INTRODUCTION: Poorly controlled diabetes mellitus can lead to the development of diabetic foot ulcers (DFU), which is a frequent complication in patients. However, several diabetes management guidelines for older adults do not mention the occurrence of DFUs. Nowadays, Autologous Platelet-Rich Gel (APG) is being used for treating diabetic ulcers. APG is an innovative platelet-derived product with many advantages, such as being low-cost, easy to produce, and readily available materials.

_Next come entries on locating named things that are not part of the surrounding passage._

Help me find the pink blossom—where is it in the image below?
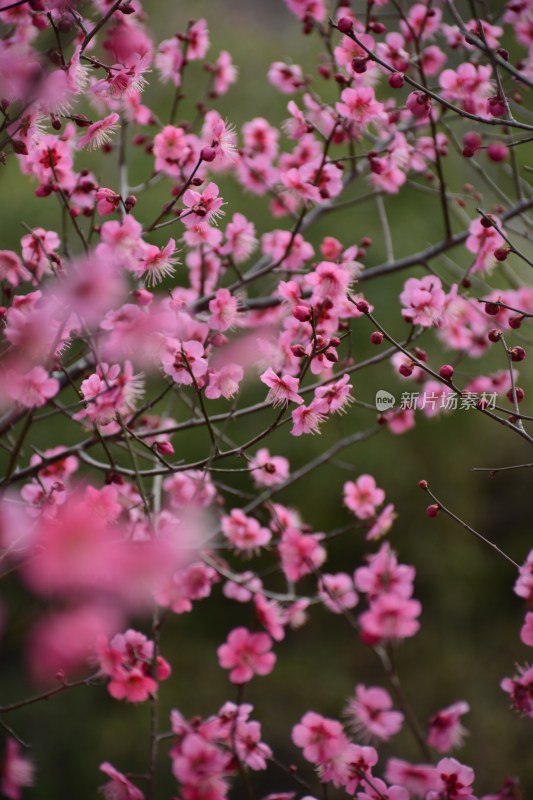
[100,761,144,800]
[336,86,384,132]
[385,758,440,797]
[292,711,346,764]
[259,367,303,407]
[221,508,272,552]
[315,373,353,414]
[465,216,505,275]
[354,542,415,598]
[137,239,177,286]
[400,275,445,328]
[161,339,208,386]
[268,61,305,94]
[291,400,326,436]
[0,250,30,286]
[318,572,359,614]
[426,758,476,800]
[217,628,276,684]
[366,504,397,542]
[209,289,239,331]
[427,701,470,753]
[182,182,224,227]
[95,187,120,216]
[359,592,422,642]
[345,683,403,742]
[186,18,209,61]
[213,50,237,96]
[220,213,257,264]
[344,475,385,519]
[77,113,120,150]
[7,367,59,408]
[205,364,244,400]
[163,469,217,509]
[500,664,533,719]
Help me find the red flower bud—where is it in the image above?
[200,147,217,162]
[506,386,526,403]
[389,72,405,89]
[509,347,526,361]
[292,305,311,322]
[337,17,353,33]
[439,364,453,381]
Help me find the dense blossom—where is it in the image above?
[0,0,533,800]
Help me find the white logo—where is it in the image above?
[376,389,396,412]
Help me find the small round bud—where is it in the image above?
[337,17,353,33]
[509,347,526,361]
[439,364,453,381]
[200,147,217,162]
[506,386,526,403]
[292,305,312,322]
[398,363,413,378]
[154,442,174,456]
[291,344,307,358]
[487,142,509,163]
[494,247,511,261]
[389,72,405,89]
[509,315,524,331]
[352,57,368,75]
[11,139,28,156]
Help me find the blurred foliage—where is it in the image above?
[0,0,533,800]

Additionally, it does not lead to any rejection reaction.

OBJECTIVE: This study aims to assess the safety and efficacy of APG as a novel treatment of DFU compared with standard treatment in older adult patients.

METHODS: Randomized Controlled Trials (RCTs) were searched using PubMed, Cochrane, Google Scholar, Wiley, and PlosOne. The keywords have been arranged using the Boolean operator, including autologous platelet-rich gel, DFU, and elderly. The data was screened by inclusion and exclusion criteria. The final inclusion study was analyzed and synthesized by tabulation, clusterization, contextual and thematic approach, and assessed for risk of bias using ROB 2.0. Meta-analysis was conducted by using Review Manager 5.4 and the Mantel Haenszel method.

RESULTS: Eight RCTs with 598 patients were eligible for the present analysis. Compared with standard care/conventional treatment, APG could significantly improve the healing wound in patients with diabetic foot ulcers (Relative risk (RR) 1.32, 95% confidence interval (CI) 1.22-1.57, p < 0.0001), shortened the healing time (Mean difference [MD] -16.97 days (95% CI: -32.64 to -1.29; p < 0.00001), shortened the length of hospital stay (MD= -20.11, 95% CI: -38.02, -2.20; p = 0.03), and amputation rate (MD= 0.36, 95% CI: 0.16, 0.84; p = 0.02).

CONCLUSION: APG treatment can better treat DFU in terms of duration of healing, wound healing, length of hospital stay, and amputation prevention than the standard treatment.